Sulfur Operations Support (SOS) flagship product, since its inception in 1988, the SulTrap has set the standard for the sulfur recovery units by replacing old, traditional hydraulic seal legs. The SulTrap is fully customizable sulfur sealing system, with seemingly endless variations designed exclusively per client’s needs. SOS recommends the use of 100% steam jacketing, as this jacketing type is the best heating system for this process application. Furthermore, the SulTrap can be manufactured with carbon steel and or stainless steel. For life working purposes, SOS can guarantee a twenty-year life operability if the unit is manufactured out 316L stainless steel.
Ease of Maintenance: Traditional hydraulic seal legs can extend down into the ground for up to 10 plus meters. When one of the tubes experience a plug, leak, or any problems, it becomes a major undertaking to repair. Before this can done, the sulfur recovery unit must be shut down. This can result in significant loss of production and huge cost expenditure for the plant.

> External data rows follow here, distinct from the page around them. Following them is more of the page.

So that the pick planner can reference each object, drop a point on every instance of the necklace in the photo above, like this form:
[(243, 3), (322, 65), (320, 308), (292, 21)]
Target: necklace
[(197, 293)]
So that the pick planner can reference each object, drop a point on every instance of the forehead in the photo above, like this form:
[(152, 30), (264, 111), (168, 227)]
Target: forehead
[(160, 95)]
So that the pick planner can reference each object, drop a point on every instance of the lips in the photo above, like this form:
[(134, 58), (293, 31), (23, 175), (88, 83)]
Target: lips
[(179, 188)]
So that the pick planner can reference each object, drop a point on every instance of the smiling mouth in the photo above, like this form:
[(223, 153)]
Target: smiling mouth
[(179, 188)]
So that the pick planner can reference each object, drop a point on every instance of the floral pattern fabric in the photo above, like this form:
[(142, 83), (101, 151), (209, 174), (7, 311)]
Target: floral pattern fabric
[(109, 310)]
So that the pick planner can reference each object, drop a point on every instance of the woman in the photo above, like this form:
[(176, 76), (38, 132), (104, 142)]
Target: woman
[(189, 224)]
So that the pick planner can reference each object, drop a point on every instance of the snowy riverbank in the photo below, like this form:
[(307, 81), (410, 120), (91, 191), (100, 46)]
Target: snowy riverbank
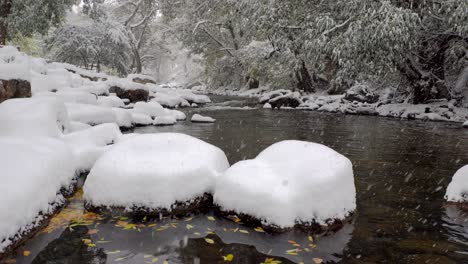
[(358, 101)]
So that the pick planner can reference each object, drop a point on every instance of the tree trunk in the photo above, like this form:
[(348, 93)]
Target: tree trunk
[(137, 58), (5, 9), (304, 80), (461, 88)]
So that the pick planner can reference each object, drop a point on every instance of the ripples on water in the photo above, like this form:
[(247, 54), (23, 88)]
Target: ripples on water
[(402, 169)]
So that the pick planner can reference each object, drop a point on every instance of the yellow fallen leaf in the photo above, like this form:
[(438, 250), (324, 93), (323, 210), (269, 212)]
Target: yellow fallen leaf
[(87, 241), (229, 257), (260, 230), (93, 231), (317, 260), (292, 252), (209, 240)]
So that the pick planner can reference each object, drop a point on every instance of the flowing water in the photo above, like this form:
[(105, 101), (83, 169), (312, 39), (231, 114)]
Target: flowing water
[(402, 169)]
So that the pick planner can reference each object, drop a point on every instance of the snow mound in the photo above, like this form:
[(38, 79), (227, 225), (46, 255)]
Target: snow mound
[(91, 114), (152, 109), (196, 118), (154, 171), (110, 101), (91, 143), (142, 119), (457, 191), (33, 172), (33, 117), (124, 117), (165, 121), (317, 184), (178, 115)]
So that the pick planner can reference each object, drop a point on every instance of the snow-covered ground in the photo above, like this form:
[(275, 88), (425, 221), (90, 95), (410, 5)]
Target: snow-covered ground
[(33, 172), (71, 121), (155, 171), (197, 118), (288, 183)]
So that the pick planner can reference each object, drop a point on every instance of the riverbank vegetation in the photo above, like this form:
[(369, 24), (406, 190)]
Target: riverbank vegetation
[(417, 47)]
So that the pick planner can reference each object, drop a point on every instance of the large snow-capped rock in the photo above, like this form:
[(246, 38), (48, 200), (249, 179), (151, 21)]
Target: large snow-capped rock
[(33, 172), (154, 171), (33, 117), (289, 183), (457, 191), (89, 144)]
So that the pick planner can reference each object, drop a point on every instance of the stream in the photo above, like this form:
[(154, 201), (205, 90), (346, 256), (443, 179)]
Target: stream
[(402, 169)]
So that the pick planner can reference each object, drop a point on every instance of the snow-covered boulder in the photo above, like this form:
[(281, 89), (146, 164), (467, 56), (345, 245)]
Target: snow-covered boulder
[(457, 191), (124, 117), (110, 101), (165, 121), (154, 171), (290, 183), (33, 117), (178, 115), (141, 78), (170, 100), (91, 114), (140, 119), (196, 118), (292, 99), (125, 89), (152, 109), (33, 173), (89, 144)]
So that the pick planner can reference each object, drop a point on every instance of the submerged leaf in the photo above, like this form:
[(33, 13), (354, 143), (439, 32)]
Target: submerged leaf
[(209, 240), (229, 257)]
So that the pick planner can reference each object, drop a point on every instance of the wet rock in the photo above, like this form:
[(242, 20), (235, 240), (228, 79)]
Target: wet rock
[(134, 95), (312, 227), (142, 80), (69, 248), (361, 93), (288, 100), (14, 89), (357, 108), (199, 251), (179, 209)]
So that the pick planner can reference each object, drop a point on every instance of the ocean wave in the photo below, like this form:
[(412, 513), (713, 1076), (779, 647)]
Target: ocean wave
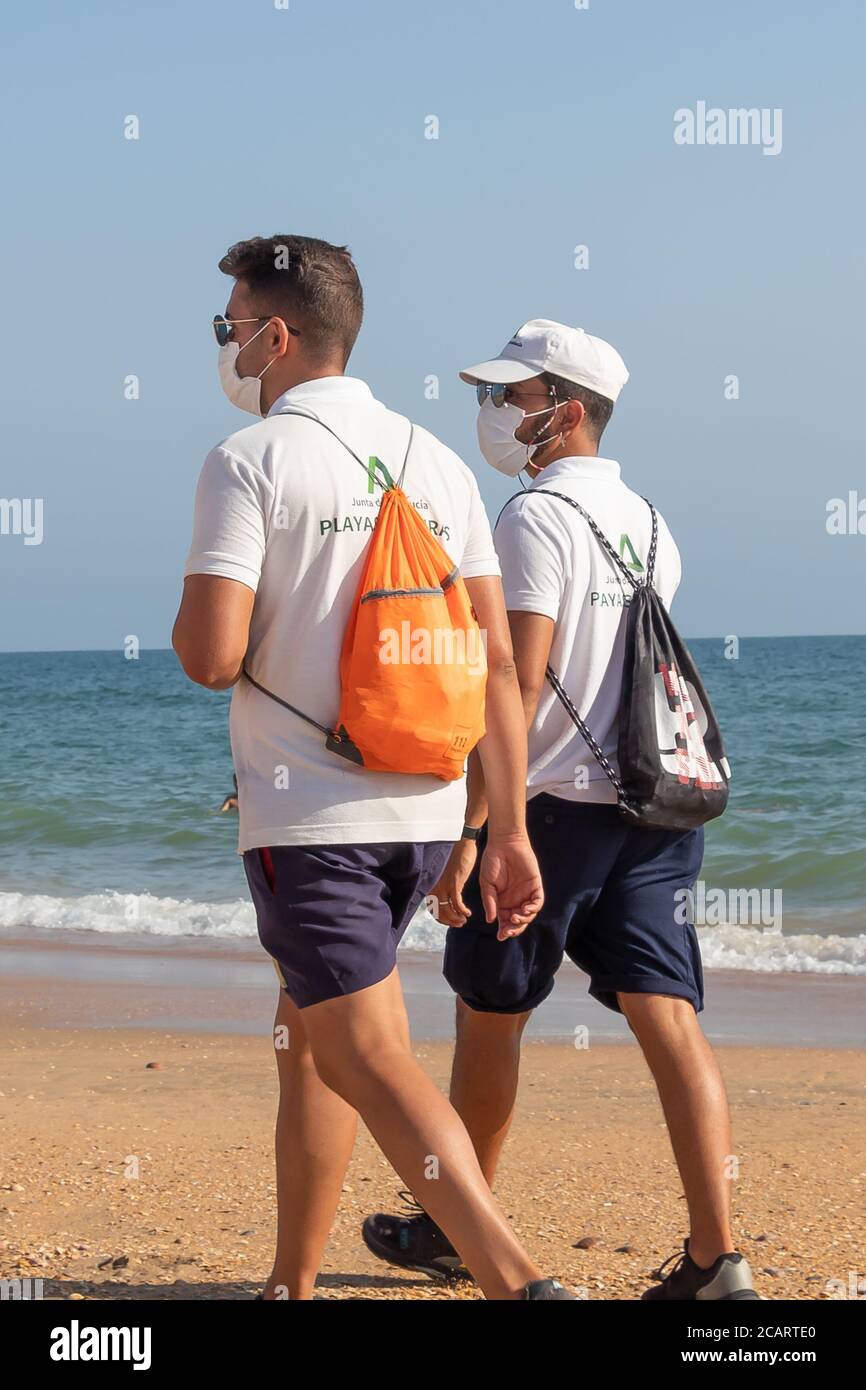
[(118, 913)]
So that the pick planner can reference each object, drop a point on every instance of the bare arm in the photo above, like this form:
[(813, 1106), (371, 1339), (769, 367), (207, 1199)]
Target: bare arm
[(510, 883), (531, 638), (531, 634), (211, 630)]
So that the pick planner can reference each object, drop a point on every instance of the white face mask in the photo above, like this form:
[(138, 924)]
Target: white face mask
[(496, 430), (243, 392)]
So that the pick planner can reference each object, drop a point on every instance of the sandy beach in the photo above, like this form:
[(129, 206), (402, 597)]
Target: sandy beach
[(123, 1179)]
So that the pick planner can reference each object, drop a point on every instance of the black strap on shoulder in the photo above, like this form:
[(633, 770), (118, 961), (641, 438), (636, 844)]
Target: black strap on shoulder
[(615, 559), (620, 565), (323, 729)]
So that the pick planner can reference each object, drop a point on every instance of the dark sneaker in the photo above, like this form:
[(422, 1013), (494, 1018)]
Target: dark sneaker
[(729, 1279), (541, 1289), (413, 1243)]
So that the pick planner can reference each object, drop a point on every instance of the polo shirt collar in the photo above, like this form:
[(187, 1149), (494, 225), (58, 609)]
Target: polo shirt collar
[(321, 391), (577, 467)]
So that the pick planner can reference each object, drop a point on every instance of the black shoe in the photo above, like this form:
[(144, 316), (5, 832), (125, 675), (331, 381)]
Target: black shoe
[(542, 1289), (729, 1279), (413, 1243)]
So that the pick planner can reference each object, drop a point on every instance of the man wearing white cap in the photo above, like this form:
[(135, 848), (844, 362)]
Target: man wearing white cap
[(613, 891)]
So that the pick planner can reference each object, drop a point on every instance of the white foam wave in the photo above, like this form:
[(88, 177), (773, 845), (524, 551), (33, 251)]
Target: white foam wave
[(722, 948)]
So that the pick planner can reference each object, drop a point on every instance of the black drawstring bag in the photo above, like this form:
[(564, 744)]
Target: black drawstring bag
[(673, 770)]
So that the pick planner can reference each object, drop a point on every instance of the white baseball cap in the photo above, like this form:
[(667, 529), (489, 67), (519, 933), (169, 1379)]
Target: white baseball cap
[(542, 345)]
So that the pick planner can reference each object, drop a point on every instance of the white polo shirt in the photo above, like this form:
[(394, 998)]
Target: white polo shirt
[(282, 508), (553, 565)]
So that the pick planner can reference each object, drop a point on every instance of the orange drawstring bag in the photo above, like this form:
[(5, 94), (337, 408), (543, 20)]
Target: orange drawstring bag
[(413, 667)]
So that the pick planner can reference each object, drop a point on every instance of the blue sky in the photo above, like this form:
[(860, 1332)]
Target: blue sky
[(555, 129)]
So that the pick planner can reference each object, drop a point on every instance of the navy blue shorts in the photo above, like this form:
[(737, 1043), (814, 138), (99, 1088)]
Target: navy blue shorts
[(613, 904), (331, 916)]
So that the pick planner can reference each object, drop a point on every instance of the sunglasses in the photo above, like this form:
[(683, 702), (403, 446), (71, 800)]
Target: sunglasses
[(224, 327), (496, 392)]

Safety and Pollution Control: When utilizing the implementation of the SulTrap, the operators are limited to any exposure to H2S gases and can operate the unit very efficiently and safely. The operator can close the inlet valve, de-pressurize the SulTrap, then open and clean the internal basket safely. Simply put, the SulTrap is not only safer but also limits the exposure of hazardous gases into the environment, creating a pollution control scenario.
As a result, hydraulic seal legs are much more complicated to clean. For instance, the operator will be closing the inlet valve, removing the top flange, and then rod out the long dip tube that the sulfur drains through. This procedure increases exposure to hazardous gases, which is the ultimate reason why the SulTrap was designed, patented, and created. Simply to limit and keep the operators out of dangerous working scenarios.
Sulview Sightport and Sul_Box (Lookbox)
The Sulview sightport is a complimenting item to the SulTrap and is a fully patented item. It provides constant, unobstructed vision of the liquid sulfur flow content. As a result, operators can make effective and efficient adjustments without incurring safety hazards.
The Sulview houses a steam coil that distributes heat between the interior and exterior glasses. This effect will prevent sulfur fogging and/or water vapor condensation on the lens, allowing a clear view of the piping internals regardless of the external weather conditions.
The device can be bolted on horizontally, either on the body of the SulTrap, or flange, or vertically on the inlet valve. The borosilicate glass windows can withstand up to 125 psi and comes in sizes of 4” x 6” or 3” x 4”. The inner glass can be removed for inspection and maintenance.
If visual samples are not satisfactory, one can take physical samples from the Sul_box (Look Box). SOS can modify or add a top access lid to the SulTrap, Sulview sightport, or flange for physical inspection and examination of the contents.
An alternative option of the Lookbox is SOS vapor-free sampling in the outline line. With this system, small samples of the flow content are diverted to a convenient area for the clients to sample.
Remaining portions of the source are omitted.